Hamburg - Henri Zajdenwergier brennt darauf, seine Geschichte zu erzählen. Noch hat er seinen Namen nicht genannt, noch die obligatorische Zeugenbelehrung nicht gehört, da fragt er schon: „Kann ich jetzt loslegen?“ Aus Paris ist der 92-Jährige am Mittwoch ins Hamburger Landgericht gekommen, um im Prozess gegen Bruno D., den ehemaligen SS-Wachmann im KZ Stutthof, eine Aussage zu machen.

Der jüdische Franzose ist einer der letzten Zeugen, im doppelten Sinne. Nur noch wenige Menschen gibt es, die den Terror in dem nationalsozialistischen Konzentrations- und Vernichtungslager bei Danzig erlebt und überlebt haben. Und noch weniger sind es, deren Alter und Gesundheitszustand es erlauben, vor Gericht auszusagen. Von den 41 Überlebenden, die sich dem Verfahren gegen Bruno D. unterdessen als Nebenkläger angeschlossen haben, sahen sich nur mehr fünf dazu in der Lage. Mit Zajdenwergier hat das Gericht nun den letzten von ihnen angehört.

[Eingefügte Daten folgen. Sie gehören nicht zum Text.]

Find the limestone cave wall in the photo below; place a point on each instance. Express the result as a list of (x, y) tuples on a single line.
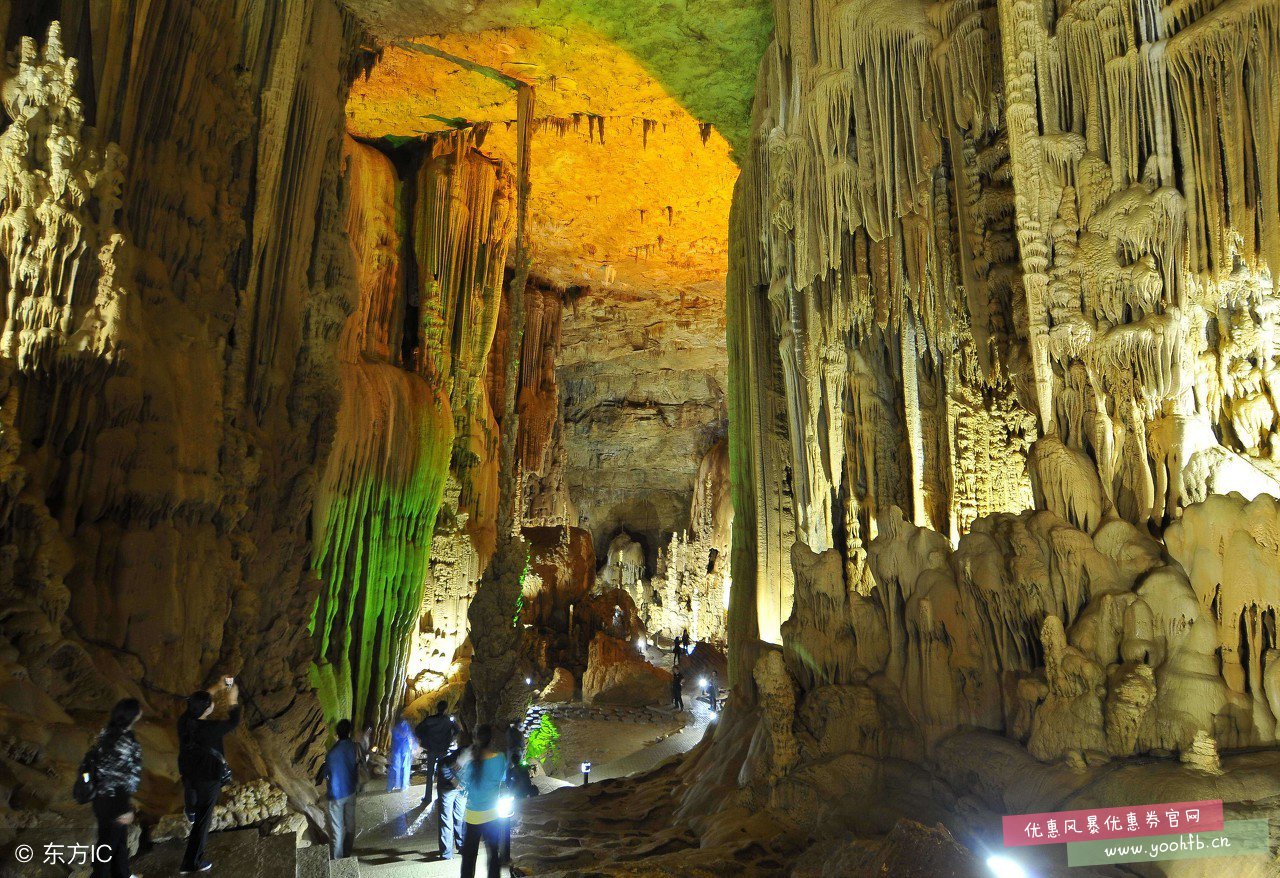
[(177, 280), (1002, 384), (414, 414)]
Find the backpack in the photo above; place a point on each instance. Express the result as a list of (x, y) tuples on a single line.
[(86, 778)]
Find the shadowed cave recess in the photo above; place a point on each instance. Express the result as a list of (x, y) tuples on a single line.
[(919, 361)]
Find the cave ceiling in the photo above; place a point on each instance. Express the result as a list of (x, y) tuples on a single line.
[(639, 109)]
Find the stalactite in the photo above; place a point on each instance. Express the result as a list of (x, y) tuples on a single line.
[(397, 428), (493, 613)]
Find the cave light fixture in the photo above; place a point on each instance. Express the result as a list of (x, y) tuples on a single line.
[(1005, 867), (506, 806)]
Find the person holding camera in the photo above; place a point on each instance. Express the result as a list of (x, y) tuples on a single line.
[(202, 766)]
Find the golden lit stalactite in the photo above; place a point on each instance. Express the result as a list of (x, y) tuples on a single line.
[(494, 612)]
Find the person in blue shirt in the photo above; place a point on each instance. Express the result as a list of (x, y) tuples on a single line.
[(342, 771), (484, 777), (400, 763)]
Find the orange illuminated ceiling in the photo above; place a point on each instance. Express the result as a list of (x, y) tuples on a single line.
[(630, 192)]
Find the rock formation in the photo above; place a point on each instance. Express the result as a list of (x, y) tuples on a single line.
[(177, 275), (1001, 338), (616, 673)]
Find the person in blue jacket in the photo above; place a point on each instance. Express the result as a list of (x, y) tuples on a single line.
[(400, 763), (484, 778), (342, 771)]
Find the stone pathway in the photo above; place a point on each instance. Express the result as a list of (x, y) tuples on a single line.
[(398, 838)]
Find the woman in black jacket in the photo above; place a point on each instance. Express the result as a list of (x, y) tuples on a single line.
[(118, 771), (202, 767)]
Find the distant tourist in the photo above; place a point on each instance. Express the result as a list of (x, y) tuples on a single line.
[(484, 778), (435, 736), (453, 799), (400, 762), (204, 766), (114, 769), (342, 771)]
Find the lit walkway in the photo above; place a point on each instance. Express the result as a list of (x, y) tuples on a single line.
[(397, 840)]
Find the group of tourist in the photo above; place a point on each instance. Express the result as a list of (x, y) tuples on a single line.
[(112, 771), (680, 648), (469, 777)]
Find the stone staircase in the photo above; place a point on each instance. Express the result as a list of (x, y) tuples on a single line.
[(246, 854)]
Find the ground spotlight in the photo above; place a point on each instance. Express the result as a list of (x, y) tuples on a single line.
[(1005, 867), (506, 806)]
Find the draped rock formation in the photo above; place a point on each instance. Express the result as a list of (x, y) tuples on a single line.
[(1002, 344), (176, 277)]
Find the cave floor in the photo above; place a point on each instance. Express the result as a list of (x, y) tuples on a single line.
[(400, 837)]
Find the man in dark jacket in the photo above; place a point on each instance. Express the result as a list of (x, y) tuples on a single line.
[(204, 766), (342, 771), (115, 767), (453, 804), (435, 735)]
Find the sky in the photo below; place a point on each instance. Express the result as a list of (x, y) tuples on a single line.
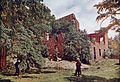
[(83, 9)]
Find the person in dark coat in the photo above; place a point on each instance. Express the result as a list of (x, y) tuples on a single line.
[(78, 67), (17, 67), (27, 66)]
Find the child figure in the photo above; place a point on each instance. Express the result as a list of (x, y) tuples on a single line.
[(78, 67)]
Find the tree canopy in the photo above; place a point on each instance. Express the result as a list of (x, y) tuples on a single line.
[(23, 23)]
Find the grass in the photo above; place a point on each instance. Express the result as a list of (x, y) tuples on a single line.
[(98, 71), (105, 68)]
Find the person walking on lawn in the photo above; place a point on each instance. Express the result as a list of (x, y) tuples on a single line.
[(17, 67), (78, 67)]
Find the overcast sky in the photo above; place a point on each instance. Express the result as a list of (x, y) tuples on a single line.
[(83, 10)]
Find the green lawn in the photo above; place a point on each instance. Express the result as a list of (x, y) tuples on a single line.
[(99, 71)]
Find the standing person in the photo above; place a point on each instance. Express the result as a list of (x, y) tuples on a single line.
[(17, 67), (78, 67), (27, 66)]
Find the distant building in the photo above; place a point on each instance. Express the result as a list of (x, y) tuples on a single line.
[(99, 40)]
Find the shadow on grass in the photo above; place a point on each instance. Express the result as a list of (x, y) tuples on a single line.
[(8, 74), (45, 72), (85, 78), (28, 76), (5, 80)]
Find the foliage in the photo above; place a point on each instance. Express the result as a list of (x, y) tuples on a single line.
[(109, 9), (23, 25), (76, 42)]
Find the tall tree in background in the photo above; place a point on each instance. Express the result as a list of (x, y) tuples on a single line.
[(110, 9), (23, 25), (76, 42)]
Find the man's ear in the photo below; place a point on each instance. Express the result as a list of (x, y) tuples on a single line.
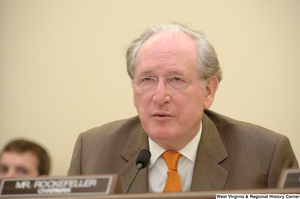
[(211, 89)]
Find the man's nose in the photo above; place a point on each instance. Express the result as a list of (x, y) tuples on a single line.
[(162, 92)]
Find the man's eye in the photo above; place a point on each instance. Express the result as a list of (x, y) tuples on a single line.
[(177, 79), (3, 170), (147, 79), (22, 171)]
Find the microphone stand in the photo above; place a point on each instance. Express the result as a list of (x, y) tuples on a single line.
[(138, 168)]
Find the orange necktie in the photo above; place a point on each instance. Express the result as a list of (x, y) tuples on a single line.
[(173, 181)]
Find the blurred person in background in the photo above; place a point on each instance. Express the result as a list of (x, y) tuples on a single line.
[(23, 159)]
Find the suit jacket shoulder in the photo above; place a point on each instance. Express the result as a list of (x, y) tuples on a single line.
[(256, 155)]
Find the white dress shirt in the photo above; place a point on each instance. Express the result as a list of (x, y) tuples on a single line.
[(185, 167)]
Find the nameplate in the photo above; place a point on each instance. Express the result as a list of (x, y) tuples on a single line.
[(71, 185), (289, 178)]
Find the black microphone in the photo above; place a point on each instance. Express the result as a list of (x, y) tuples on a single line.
[(141, 162)]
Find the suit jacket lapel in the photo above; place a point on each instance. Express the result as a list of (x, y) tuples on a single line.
[(136, 142), (208, 173)]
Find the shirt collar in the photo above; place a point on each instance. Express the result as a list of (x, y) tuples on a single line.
[(189, 151)]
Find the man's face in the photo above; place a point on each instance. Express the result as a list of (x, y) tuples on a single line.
[(170, 117), (18, 165)]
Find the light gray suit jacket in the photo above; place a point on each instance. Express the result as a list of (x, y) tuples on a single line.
[(231, 154)]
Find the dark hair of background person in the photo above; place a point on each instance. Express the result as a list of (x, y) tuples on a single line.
[(21, 146)]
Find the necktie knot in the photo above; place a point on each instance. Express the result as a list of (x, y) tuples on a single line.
[(171, 159), (173, 183)]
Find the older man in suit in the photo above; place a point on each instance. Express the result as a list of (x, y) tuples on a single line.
[(175, 75)]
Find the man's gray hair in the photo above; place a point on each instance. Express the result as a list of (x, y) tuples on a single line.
[(208, 60)]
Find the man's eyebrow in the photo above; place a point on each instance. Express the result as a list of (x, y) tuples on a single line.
[(176, 72), (173, 72), (145, 72)]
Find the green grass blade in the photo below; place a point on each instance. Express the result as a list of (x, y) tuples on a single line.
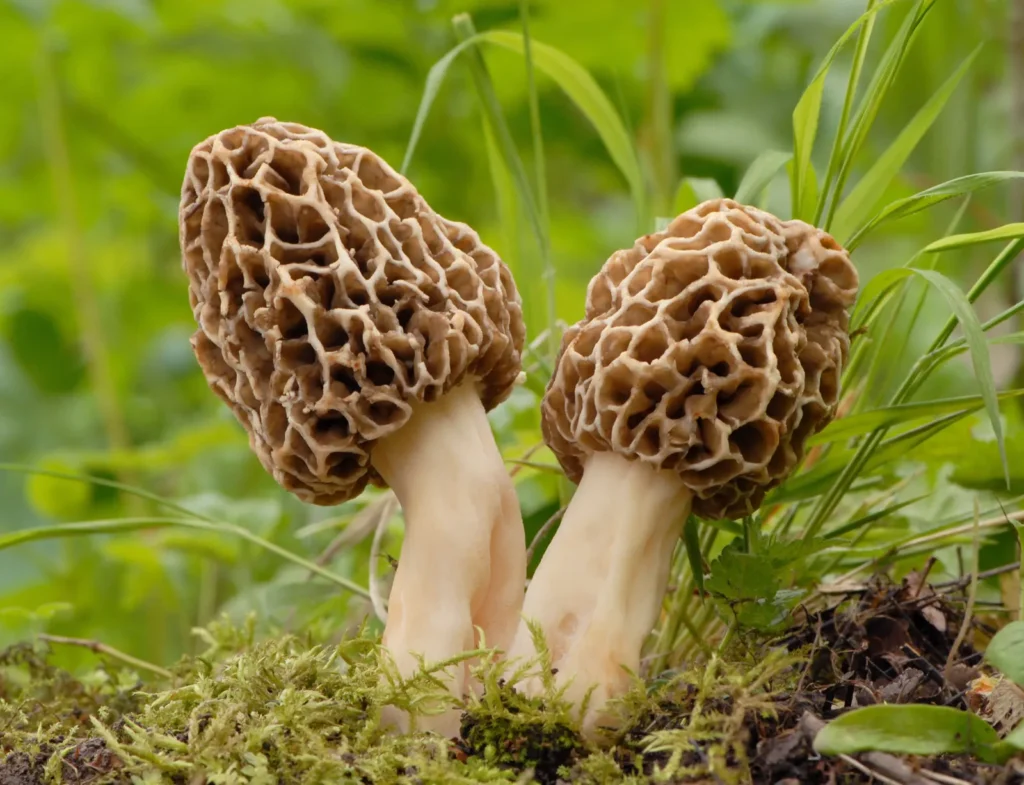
[(864, 198), (588, 96), (131, 490), (805, 122), (760, 174), (878, 515), (1007, 231), (929, 198), (435, 78), (859, 55), (126, 525), (541, 184), (693, 190), (889, 417), (975, 337), (878, 88)]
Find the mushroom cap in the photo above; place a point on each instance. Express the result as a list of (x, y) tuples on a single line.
[(330, 298), (712, 349)]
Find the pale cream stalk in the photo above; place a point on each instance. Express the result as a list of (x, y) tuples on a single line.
[(463, 562), (598, 590)]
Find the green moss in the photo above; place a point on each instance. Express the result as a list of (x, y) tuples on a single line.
[(294, 710)]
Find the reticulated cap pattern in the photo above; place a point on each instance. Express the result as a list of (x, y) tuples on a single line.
[(330, 297), (713, 349)]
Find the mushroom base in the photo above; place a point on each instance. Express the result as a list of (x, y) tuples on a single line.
[(598, 590), (463, 562)]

Hamburg: Beim Stutthof-Prozess kommt letzter KZ-Überlebender zu Wort

Ihnen allen stellte die Strafkammer-Vorsitzende Anne Meier-Göring am Ende eine ähnliche Frage: Was es ihnen bedeutet, hier auszusagen? Und ob sie noch etwas sagen wollen? Dem Gericht? Dem Angeklagten? Dem deutschen Volk? Was die Zeugen daraufhin erklärten, beantwortete zugleich eine andere Frage, die, ausgesprochen oder unausgesprochen, vom ersten Moment an über dem Verfahren schwebt: Ist es wirklich notwendig, heute noch einen Prozess über die nationalsozialistischen Verbrechen zu führen? 75 Jahre nach der Befreiung und gegen einen Mann, der, mittlerweile 93-jährig, als damals jugendlicher SS-Wachmann nur ein kleines Rädchen in der Mordmaschinerie war? Ja, es ist. Und es ist nie zu spät.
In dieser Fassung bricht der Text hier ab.